Armor: Untested New MRAPs


November 8, 2007: The U.S. decision to rapidly increase the number of MRAPs (Mine Resistant Ambush Protected) [PHOTO] vehicles from 2,000 to 17,000, resulted in several new and untried (in combat) designs suddenly showing up. That's because existing manufacturers of MRAP vehicles did not have the capacity to build a lot more, as quickly as the Department of Defense wanted them. Other manufacturers did not believe it efficient to build existing MRAP designs under license. The Department of Defense went along with that.

This was because MRAPs are basically armored, and heavily modified trucks. These bomb resistant vehicles cost about five times more than armored hummers or trucks. This is justified by the fact that MRAPs are safer, and these vehicles would prevent up to a hundred troops a month from getting killed or wounded.

Currently, the most common MRAP is the Cougar [PHOTO], followed by the larger Buffalo [PHOTO]. MRAPs like these are built using the same construction techniques pioneered by South African firms that have, over the years, delivered thousands of landmine resistant vehicles to the South African armed forces. These were a great success. The South African technology was imported into the U.S. in 1998, and has already been used in the design of vehicles used by peacekeepers in the Balkans.

The 7-12 ton Cougar comes in two basic versions. The four wheel one can carry ten passengers, the six wheel one can carry 16. The trucks cost about $730,000 each, fully equipped. The Buffalos are 23 ton, heavily modified, Peterbuilt Mac-10 trucks. Costing $740,000 each, they have added armor protection to keep out machine-gun bullets.

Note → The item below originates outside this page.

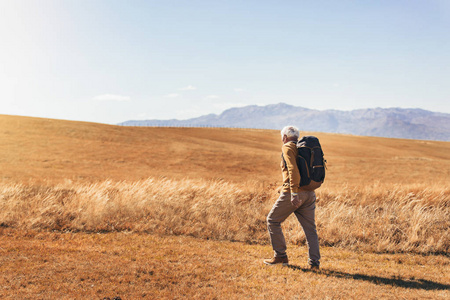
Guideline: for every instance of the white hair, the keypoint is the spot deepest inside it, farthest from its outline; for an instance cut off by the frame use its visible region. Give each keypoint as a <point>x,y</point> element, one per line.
<point>290,132</point>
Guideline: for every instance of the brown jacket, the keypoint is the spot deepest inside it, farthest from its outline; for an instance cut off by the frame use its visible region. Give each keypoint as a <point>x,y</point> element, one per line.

The most common new MRAPs include the MaxxPro, a 16 ton vehicle that can carry six troops and costs $548,000. Another new one is the Caiman, a 14 ton vehicle carrying six troops and costing $443,000. These two models account for about half the 7,000 new MRAPs on order. The rest come from existing suppliers, and several other new MRAP manufacturers. All these vehicles share common design features, and that fact that they are just more massive. This protects the crew, which is mainly what an MRAP exists to do.